Executor Agent: Action Input Prompt: Given a user’s question and a API tool documentation, you need to output parameters according to the API tool documentation to successfully call the API to solve the user’s question. Please note that: 1. The Example in the API tool documentation can help you better understand the use of the API. 2. Ensure the parameters you output are correct. The output must contain the required parameters, and can contain the optional parameters based on the question. If no paremters in the required parameters and optional parameters, just leave it as {} 3. If the user’s question mentions other APIs, you should ONLY consider the API tool documentation I give and do not consider other APIs. 4. The question may have dependencies on answers of other questions, so we will provide logs of previous questions and answers for your reference. 5. You must ONLY output in a parsible JSON Format.

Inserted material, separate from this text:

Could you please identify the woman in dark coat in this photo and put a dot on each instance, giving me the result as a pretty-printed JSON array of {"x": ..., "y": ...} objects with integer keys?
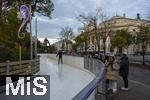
[{"x": 124, "y": 70}]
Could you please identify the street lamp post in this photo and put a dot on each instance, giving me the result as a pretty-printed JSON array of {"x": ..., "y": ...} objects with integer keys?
[{"x": 143, "y": 49}]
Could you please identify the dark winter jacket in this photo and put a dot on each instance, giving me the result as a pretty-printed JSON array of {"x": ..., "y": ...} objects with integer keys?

The example output looks like: ”’ Example: {"keyword": "Artificial Intelligence", "language": "English"} ”’ There are logs of previous questions and answers: previous_log This is the current user’s question: question This is API tool documentation: api_dic Output: Example Output: {"il": 34}
Figure 11: An example prompt for action input generation in the framework.
Answer Agent Prompt: You should answer the question based on the response output by the API tool. Please note that: 1. Answer the question in natural language based on the API response reasonably and effectively. 2. The user cannot directly get API response, so you need to make full use of the response and give the information in the response that can satisfy the user’s question in as much detail as possible. 3. Do not output answer that is too long. Output in 3-6 sentences is OK. This is the user’s question: {question} This is the API response: {call_result} Output: Example Output: The postal codes and districts for the plate number 34 in Istanbul include: Adalar district with postal code 34975 for Burgazada area, 34970 for Büyükada area, 34973 for Heybeliada area and 34977 for Kınalıada area. There is also the Arnavutköy district with postal code 34275 for areas like Anadolu, Arnavutköy Merkez, İmrahor, İslambey, Mustafa Kemal Paşa, Nenehatun, and Yavuz Selim. Another area in Arnavutköy district is Baklalı with postal code 34277.

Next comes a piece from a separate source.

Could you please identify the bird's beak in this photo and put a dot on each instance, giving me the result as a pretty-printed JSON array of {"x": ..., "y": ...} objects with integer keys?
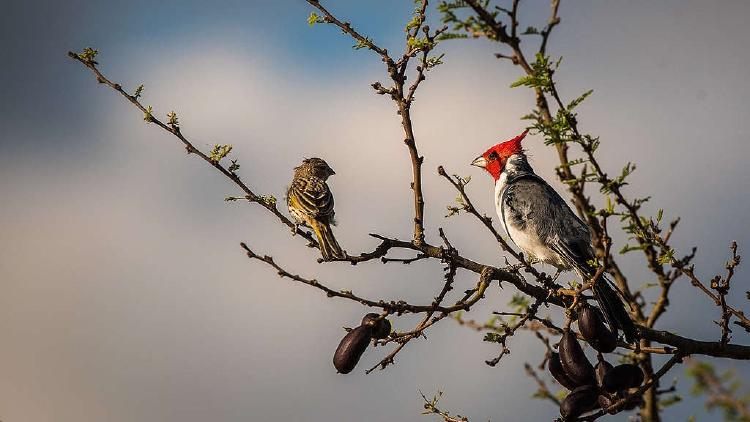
[{"x": 479, "y": 162}]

Figure 12: An example prompt for Answer Agent in the framework.
Verifier Agent Prompt: An agent is trying to solve the query proposed by the user. You need to evaluate whether the given query has been completed reasonably and accurately. If so, summarize the solution to the user. If not, summarize the current progress, and propose what is missing. You response contains following elements: Speak: (your words to the agent if the task is pending, or a complete answer based on the full execution log to the user if the task is finished) Status: (0 or 1. 0 for pending and 1 for finished) You must only output in a parsible JSON format. Two example outputs look like: Example 1: {"Speak": "answer based on the full execution log to the user", "Status": "1"} Example 2: {"Speak": "your words to the group if the task is pending", "Status": "0"} This is the answer from the previous execution result: {answer} This is the original question: {question} Output: Example Output: {"Speak": "The postal codes and districts for plate number 34 in Istanbul include: Adalar district with postal code 34975 for Burgazada area, 34970 for Büyükada area, 34973 for Heybeliada area and 34977 for Kınalıada area. In addition, Arnavutköy district has postal code 34275 for areas such as Anadolu, Arnavutköy Merkez, İmrahor, İslambey, Mustafa Kemal Paşa, Nenehatun, and Yavuz Selim. Another part of Arnavutköy district, Baklalı, has the postal code 34277.", "Status": "1"}
Figure 13: An example prompt for Verifier Agent in the framework.